Folklore, Machismo and Every Day Practice: Writing Mexican Worker Culture

Western Folklore, Winter 2006

I believe we drink, raise hell and mistreat women for the sake of machismo.

[Mexican worker]

The ethnographer is the midwife, as it were, who delivers and articulates what is vernacularly expressed in working class lives. . . .

George Marcus (1986:180)

Americo Paredes, the late renowned folklorist, once wrote about a form of Mexican male discourse notable for its phallic thrust (1966). Sexist and aggressive, this discourse is intimately tied to a type of male speech play (what I have elsewhere called the "folklore of machismo" [Peña 1991]) whose goal is to assert one's power over his opponents, and whose prime symbol is, as the Mexican philosopher Samuel Ramos noted, the penis (1962). The exploitation of the penis as a rhetorical weapon lends this speech play the phallic character Paredes so well described, a character closely identified with two oral traditions that form the textual core of this paper-the charrita Colorado (red joke) and the albur, a form of speech play that utilizes double entendres to convey sexually charged messages.1 Compared with the discourse of sexual anatomy common among American men, which may be sexist and aggressive but not obsessively phallic, the anatomical emphasis in the folklore of machismo projects an aggressive sense of masculinity by making pointed reference to the speaker's sexual organ, which is counterpoised against the anal areas of his adversaries (Paredes 1966, 1971; Paz 1961; Ramos 1962).

For example, while certainly no strangers to machismo (Kimmel 1996; Paredes 1966), American men do not hesitate to make their posterior the focal point for certain kinds of self reference, as in he chewed my ass out,, she's apain in the ass, or the insulting kiss my ass. "Such expression(s) would be unthinkable to the Mexican," wrote Paredes. "The Mexican must avoid all reference to his own buttocks and rectum, since this will put him in a vulnerable position, open to insult and ridicule" (Paredes 1966:122-23). Instead, as Paredes notes, a Mexican man steeped in the discourse of machismo is more likely to say that "someone is irritating his penis" (ibid. 123).

The term machismo itself has been conceived and defined in various ways (Brandes 1988; Gilmore 1990; Gilmore and Gilmore 1979; Guttman 1996; Lancaster 1992; Mirandé 1997). Indeed, Guttmann (1996) has attempted to deconstruct the whole concept by denying it a unitary meaning. While his position has much to recommend it my own research and that of others point to the existence of a bundle of cross-cultural practices that can be studied as a form of "hypermasculinity" (Gilmore and Gilmore 1979) or machismo. But let us be clear: There is no such thing as a static or single-minded form of machismo. Moreover, like all other forms of social life, it is daily constructed and contested. Nor can it ever subsume the whole of a man's thought and action: it is possible to be a buen hombre and still lapse into machismo. Thus, like Guttmann's neighbors, the men who collaborated with me in this study individually and collectively displayed a complex, sometimes contradictory array of cultural practices that both endorsed and undermined the premises of machismo-an overweening sense of virility and phallic potency, sexual aggression, the degradation of women and a particular style of discourse.

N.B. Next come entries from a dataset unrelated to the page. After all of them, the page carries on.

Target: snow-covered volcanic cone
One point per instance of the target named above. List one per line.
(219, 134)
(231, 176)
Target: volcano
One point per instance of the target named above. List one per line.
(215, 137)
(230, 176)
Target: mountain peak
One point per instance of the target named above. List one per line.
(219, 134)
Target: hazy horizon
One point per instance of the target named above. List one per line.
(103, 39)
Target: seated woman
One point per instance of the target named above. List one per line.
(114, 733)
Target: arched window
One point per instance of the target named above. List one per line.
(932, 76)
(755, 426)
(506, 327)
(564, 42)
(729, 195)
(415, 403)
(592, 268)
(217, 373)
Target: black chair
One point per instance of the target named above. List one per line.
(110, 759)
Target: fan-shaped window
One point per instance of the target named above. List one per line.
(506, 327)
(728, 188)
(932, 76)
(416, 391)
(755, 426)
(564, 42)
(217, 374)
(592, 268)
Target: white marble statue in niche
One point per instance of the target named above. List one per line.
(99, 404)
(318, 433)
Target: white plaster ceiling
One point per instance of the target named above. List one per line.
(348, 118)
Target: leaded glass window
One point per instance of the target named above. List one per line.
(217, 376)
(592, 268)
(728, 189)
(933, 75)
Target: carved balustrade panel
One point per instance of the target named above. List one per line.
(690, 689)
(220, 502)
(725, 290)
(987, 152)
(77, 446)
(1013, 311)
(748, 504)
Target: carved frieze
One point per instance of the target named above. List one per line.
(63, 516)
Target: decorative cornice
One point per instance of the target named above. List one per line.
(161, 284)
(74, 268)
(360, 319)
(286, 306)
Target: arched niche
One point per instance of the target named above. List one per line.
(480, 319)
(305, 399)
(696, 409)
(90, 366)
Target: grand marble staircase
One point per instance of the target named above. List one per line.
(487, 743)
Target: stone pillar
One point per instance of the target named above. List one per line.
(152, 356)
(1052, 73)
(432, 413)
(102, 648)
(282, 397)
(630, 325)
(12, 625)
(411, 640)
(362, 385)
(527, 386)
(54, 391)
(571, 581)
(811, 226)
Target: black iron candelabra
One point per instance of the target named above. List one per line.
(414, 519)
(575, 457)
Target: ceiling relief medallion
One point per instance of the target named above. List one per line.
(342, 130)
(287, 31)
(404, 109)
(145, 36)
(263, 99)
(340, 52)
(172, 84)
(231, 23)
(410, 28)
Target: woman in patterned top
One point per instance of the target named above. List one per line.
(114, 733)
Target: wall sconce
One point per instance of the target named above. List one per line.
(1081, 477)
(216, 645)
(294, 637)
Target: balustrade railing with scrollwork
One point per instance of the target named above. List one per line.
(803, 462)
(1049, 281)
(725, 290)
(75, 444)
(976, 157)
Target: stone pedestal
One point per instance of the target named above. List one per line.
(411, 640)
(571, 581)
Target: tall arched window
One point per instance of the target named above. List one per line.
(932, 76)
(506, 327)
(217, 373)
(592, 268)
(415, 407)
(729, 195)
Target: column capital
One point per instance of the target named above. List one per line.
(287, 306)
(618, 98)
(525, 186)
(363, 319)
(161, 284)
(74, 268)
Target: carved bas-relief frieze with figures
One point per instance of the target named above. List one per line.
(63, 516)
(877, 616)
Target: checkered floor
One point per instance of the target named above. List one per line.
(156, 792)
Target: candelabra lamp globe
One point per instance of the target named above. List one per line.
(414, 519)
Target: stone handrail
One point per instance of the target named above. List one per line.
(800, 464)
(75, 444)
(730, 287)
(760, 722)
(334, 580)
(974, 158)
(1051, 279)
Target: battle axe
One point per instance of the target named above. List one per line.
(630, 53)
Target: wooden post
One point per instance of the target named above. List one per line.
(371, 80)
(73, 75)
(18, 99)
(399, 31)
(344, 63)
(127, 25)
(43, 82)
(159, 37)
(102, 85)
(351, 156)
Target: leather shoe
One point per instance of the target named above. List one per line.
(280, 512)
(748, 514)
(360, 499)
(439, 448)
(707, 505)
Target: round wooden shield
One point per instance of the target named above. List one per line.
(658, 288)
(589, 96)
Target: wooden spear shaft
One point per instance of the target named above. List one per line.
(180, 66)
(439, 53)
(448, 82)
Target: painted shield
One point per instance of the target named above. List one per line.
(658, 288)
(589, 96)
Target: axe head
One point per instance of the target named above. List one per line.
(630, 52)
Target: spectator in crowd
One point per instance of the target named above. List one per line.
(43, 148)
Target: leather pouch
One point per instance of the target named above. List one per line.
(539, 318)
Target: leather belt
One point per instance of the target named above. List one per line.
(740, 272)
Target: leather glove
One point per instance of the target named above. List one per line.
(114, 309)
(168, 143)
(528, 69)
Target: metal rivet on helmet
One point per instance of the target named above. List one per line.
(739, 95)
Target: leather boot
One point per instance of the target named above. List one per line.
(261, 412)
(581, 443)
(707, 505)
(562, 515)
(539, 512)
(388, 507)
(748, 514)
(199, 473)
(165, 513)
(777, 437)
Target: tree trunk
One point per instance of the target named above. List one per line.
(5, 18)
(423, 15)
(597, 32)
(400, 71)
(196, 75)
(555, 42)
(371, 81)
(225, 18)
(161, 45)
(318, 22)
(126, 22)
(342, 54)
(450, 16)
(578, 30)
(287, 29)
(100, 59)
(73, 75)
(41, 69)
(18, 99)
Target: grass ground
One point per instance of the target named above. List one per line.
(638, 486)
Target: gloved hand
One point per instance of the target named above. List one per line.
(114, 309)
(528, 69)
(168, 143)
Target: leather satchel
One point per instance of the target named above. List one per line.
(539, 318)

As a mode of communication, then, machismo exists. Guttman may argue that it is not a "system of generally agreed-upon gender meanings and experiences" (1996:14), but, contrary to his assertion, as a bundle of communicative practices machismo does come close to being a coherent set of sexist ideas. Or, to quote Connell, the social construction of machismo is a "systematic process" (1995:38; emphasis mine). Most important, in the orchards where I conducted the research for this paper (see below), the discourse of machismo served as a kind of template undergirding a gendered style of cultural performance that I call the folklore of machismo. As we shall see, the semiotic thrust of this cultural performance is best captured by the uncluttered definition of machismo offered by Margaret and David Gilmore (1979:281)-a "male behavioral pattern involving culturally-sanctioned displays of hypermasculinity in senses of both sexual and physical aggressiveness."

INTRODUCTION: WRITING IN A POLYPHONIC VOICE

This paper scrutinizes some of the manifestations of phallo-centric Mexican machismo, as it was enacted in the folklore and other expressive practices of a group of male workers on a large farm near Fresno, a city of half-a-million inhabitants located in the agriculturally rich San Joaquin Valley of Central California. These workers collaborated with me in fieldwork research I carried out between 1986 and 1992, with briefer forays in 1996 and 2000. Following earlier precedence (Pena 1991), I shall call the fieldwork site S & J Growers. By the year 2000, over five-hundred workers were employed on this five-thousand-acre farm during the peak summer harvest. I divided my time among four cuadrillas, or crews-each averaging about twenty-five men. Until the early '90s, most of the men had worked the summer harvest at S & J growers for years, and some worked there the year round. The majority were undocumented until 1987, when they began to acquire legal status through the Immigration Reform and Control Act, passed by Congress in 1986.